Now suppose that you want the results to be alpha sorted otherwise. Meaning you want the results to be Business, Medicine, Social Sciences, Other Fields. That too is easy, you think to yourself. I’ll just add an ORDER BY clause inside the first SELECT statement and everything will be kosher. Well, let’s try your solution, mister smarty-pants.

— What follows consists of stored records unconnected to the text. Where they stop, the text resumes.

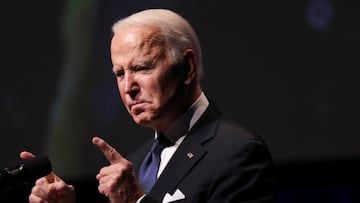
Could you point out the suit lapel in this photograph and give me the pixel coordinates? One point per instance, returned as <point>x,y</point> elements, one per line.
<point>189,153</point>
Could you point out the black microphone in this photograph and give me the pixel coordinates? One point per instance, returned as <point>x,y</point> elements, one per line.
<point>25,170</point>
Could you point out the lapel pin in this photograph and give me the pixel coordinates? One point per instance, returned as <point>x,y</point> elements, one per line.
<point>190,155</point>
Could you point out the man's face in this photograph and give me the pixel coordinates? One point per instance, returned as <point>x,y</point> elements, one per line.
<point>149,85</point>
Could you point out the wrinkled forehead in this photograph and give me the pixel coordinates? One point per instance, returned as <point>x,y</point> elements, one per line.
<point>138,37</point>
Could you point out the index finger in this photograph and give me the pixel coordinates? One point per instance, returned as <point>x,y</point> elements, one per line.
<point>109,152</point>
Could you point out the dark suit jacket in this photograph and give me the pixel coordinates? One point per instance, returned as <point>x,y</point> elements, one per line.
<point>218,161</point>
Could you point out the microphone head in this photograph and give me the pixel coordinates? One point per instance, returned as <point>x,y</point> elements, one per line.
<point>30,169</point>
<point>36,168</point>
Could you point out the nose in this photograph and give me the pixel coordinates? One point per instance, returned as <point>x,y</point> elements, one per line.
<point>131,86</point>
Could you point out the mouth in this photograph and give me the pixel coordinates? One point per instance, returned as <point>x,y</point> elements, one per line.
<point>137,107</point>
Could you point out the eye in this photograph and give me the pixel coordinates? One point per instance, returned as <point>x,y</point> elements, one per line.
<point>119,73</point>
<point>143,69</point>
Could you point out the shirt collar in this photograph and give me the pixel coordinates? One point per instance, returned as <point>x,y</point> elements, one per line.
<point>185,122</point>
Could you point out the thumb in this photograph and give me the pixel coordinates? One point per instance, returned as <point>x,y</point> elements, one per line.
<point>109,152</point>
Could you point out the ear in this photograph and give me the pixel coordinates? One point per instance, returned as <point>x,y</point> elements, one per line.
<point>190,69</point>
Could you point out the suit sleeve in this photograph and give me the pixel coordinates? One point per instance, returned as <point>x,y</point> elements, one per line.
<point>246,176</point>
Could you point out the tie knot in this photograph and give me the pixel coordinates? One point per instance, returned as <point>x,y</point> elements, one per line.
<point>161,143</point>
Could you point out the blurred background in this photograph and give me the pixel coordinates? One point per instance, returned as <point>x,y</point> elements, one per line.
<point>286,69</point>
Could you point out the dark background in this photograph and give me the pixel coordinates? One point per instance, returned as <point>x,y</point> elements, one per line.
<point>286,69</point>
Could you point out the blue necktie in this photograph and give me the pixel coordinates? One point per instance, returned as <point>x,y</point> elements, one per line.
<point>149,167</point>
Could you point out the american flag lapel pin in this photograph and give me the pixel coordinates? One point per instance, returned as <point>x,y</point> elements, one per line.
<point>190,155</point>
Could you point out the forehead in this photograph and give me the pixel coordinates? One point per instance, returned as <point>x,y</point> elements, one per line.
<point>136,36</point>
<point>137,44</point>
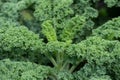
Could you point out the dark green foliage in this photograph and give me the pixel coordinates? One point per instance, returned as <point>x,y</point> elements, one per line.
<point>59,40</point>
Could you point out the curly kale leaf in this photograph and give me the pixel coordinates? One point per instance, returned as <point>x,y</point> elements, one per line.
<point>110,30</point>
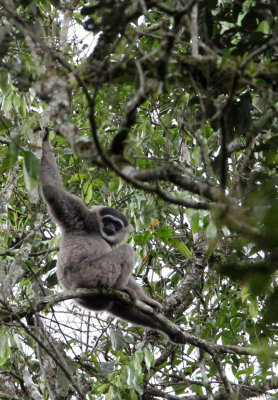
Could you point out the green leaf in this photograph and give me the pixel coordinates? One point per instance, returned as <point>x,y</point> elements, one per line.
<point>195,222</point>
<point>182,248</point>
<point>117,339</point>
<point>5,349</point>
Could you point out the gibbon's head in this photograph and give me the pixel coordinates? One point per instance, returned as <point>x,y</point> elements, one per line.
<point>114,227</point>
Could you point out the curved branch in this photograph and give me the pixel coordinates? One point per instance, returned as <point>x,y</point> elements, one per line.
<point>7,314</point>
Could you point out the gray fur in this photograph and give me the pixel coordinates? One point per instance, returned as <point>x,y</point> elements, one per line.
<point>86,258</point>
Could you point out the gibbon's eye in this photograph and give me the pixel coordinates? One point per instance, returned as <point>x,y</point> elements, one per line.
<point>118,225</point>
<point>107,221</point>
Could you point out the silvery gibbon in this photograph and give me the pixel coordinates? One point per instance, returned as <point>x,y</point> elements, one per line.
<point>91,254</point>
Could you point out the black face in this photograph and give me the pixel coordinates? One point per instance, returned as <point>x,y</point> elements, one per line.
<point>111,225</point>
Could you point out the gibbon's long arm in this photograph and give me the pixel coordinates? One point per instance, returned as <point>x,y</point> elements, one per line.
<point>68,211</point>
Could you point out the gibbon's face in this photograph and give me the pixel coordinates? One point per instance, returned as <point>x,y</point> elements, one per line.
<point>114,226</point>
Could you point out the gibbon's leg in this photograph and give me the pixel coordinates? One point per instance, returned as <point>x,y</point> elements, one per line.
<point>140,294</point>
<point>111,271</point>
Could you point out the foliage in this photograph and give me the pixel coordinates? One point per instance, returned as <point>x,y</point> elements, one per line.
<point>168,111</point>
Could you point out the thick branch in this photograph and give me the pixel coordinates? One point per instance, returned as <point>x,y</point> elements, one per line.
<point>7,316</point>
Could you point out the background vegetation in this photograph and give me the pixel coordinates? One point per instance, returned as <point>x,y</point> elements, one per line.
<point>168,111</point>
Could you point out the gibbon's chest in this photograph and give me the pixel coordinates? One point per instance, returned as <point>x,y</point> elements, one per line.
<point>74,247</point>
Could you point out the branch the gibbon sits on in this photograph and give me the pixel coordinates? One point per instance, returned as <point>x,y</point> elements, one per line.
<point>91,251</point>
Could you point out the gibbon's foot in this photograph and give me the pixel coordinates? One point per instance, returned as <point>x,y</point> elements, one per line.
<point>131,293</point>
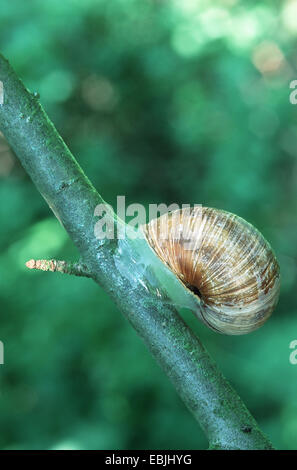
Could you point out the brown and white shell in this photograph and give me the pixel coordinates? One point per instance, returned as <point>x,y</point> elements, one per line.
<point>224,261</point>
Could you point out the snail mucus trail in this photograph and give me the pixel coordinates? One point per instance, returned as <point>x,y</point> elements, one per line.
<point>223,261</point>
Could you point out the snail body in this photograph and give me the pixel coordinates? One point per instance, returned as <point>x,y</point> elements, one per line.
<point>223,261</point>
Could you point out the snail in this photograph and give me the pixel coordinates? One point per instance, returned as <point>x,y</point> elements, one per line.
<point>223,261</point>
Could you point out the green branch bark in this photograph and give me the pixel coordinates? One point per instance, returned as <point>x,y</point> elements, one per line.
<point>221,413</point>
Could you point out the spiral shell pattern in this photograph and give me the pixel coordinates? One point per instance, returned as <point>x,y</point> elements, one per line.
<point>224,261</point>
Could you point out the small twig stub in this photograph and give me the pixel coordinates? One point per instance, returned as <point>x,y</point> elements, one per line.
<point>1,93</point>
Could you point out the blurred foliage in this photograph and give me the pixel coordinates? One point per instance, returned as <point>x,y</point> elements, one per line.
<point>162,101</point>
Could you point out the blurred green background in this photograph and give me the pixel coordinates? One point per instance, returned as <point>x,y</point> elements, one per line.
<point>180,101</point>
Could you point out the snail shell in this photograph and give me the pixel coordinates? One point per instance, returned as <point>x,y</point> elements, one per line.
<point>224,261</point>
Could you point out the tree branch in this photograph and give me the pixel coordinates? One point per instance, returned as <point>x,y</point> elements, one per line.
<point>64,267</point>
<point>127,269</point>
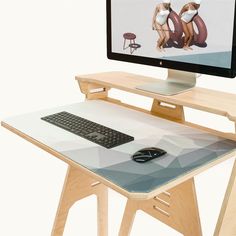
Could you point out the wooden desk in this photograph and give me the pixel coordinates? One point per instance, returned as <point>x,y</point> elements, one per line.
<point>163,188</point>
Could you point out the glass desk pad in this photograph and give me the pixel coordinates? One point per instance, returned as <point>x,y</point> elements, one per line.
<point>188,148</point>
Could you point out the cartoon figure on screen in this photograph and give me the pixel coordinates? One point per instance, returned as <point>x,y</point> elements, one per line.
<point>187,14</point>
<point>159,23</point>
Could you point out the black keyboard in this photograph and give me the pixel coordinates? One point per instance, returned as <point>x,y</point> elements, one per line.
<point>89,130</point>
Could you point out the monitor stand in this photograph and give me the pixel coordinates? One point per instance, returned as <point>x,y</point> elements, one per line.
<point>177,82</point>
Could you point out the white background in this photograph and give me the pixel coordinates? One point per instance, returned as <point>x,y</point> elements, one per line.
<point>43,45</point>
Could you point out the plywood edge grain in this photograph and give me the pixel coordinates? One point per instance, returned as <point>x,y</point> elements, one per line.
<point>216,102</point>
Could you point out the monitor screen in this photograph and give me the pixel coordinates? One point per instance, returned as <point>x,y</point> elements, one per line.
<point>174,33</point>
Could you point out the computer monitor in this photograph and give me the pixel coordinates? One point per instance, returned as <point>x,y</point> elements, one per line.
<point>187,37</point>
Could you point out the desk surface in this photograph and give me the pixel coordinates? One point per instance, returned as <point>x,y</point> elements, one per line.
<point>188,149</point>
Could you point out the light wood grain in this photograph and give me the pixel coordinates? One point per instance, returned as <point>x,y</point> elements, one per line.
<point>215,102</point>
<point>226,225</point>
<point>77,186</point>
<point>179,210</point>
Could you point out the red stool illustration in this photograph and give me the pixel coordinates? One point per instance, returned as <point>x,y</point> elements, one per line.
<point>132,44</point>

mysql> (SELECT id, name FROM table WHERE name != 'Other Fields' ORDER BY name ASC) UNION (SELECT id, name FROM table WHERE name = 'Other Fields');
+-----+-----------------+
| id  | name            |
+-----+-----------------+
|  85 | Medicine        |
| 156 | Social Sciences |
| 184 | Business        |
| 166 | Other Fields    |
+-----+-----------------+
4 rows in set (0.00 sec)

Oh snap, that didn’t work. How about if you give it a global ORDER BY outside of all the parentheses? Well, that would be a GLOBAL order by like you just said. It would alpha sort everything. Meaning your ‘Other Fields’ won’t be at the very end anymore. So what is the solution? I’ll tell you. The solution is to use an independent sort column. Like this:

mysql> (SELECT id, name, 1 AS order_by FROM table WHERE name != 'Other Fields') UNION (SELECT id, name, 2 AS order_by FROM table WHERE name = 'Other Fields') ORDER BY order_by, name ASC;
+-----+-----------------+----------+
| id  | name            | order_by |
+-----+-----------------+----------+
| 184 | Business        |        1 |
|  85 | Medicine        |        1 |
| 156 | Social Sciences |        1 |
| 166 | Other Fields    |        2 |
+-----+-----------------+----------+
4 rows in set (0.00 sec)

Bam. After I struggled for a couple minutes to figure out this damn query, I found the UNION reference for MySQL 5.0 that shares this little tidbit:

To use an ORDER BY or LIMIT clause to sort or limit the entire UNION result, parenthesize the individual SELECT statements and place the ORDER BY or LIMIT after the last one.
[...]
To apply ORDER BY or LIMIT to an individual SELECT, place the clause inside the parentheses that enclose the SELECT.
[...]
However, use of ORDER BY for individual SELECT statements implies nothing about the order in which the rows appear in the final result because UNION by default produces an unordered set of rows. Therefore, the use of ORDER BY in this context is typically in conjunction with LIMIT, so that it is used to determine the subset of the selected rows to retrieve for the SELECT, even though it does not necessarily affect the order of those rows in the final UNION result. If ORDER BY appears without LIMIT in a SELECT, it is optimized away because it will have no effect anyway.
[...]
To cause rows in a UNION result to consist of the sets of rows retrieved by each SELECT one after the other, select an additional column in each SELECT to use as a sort column and add an ORDER BY following the last SELECT. [...] To additionally maintain sort order within individual SELECT results, add a secondary column to the ORDER BY clause.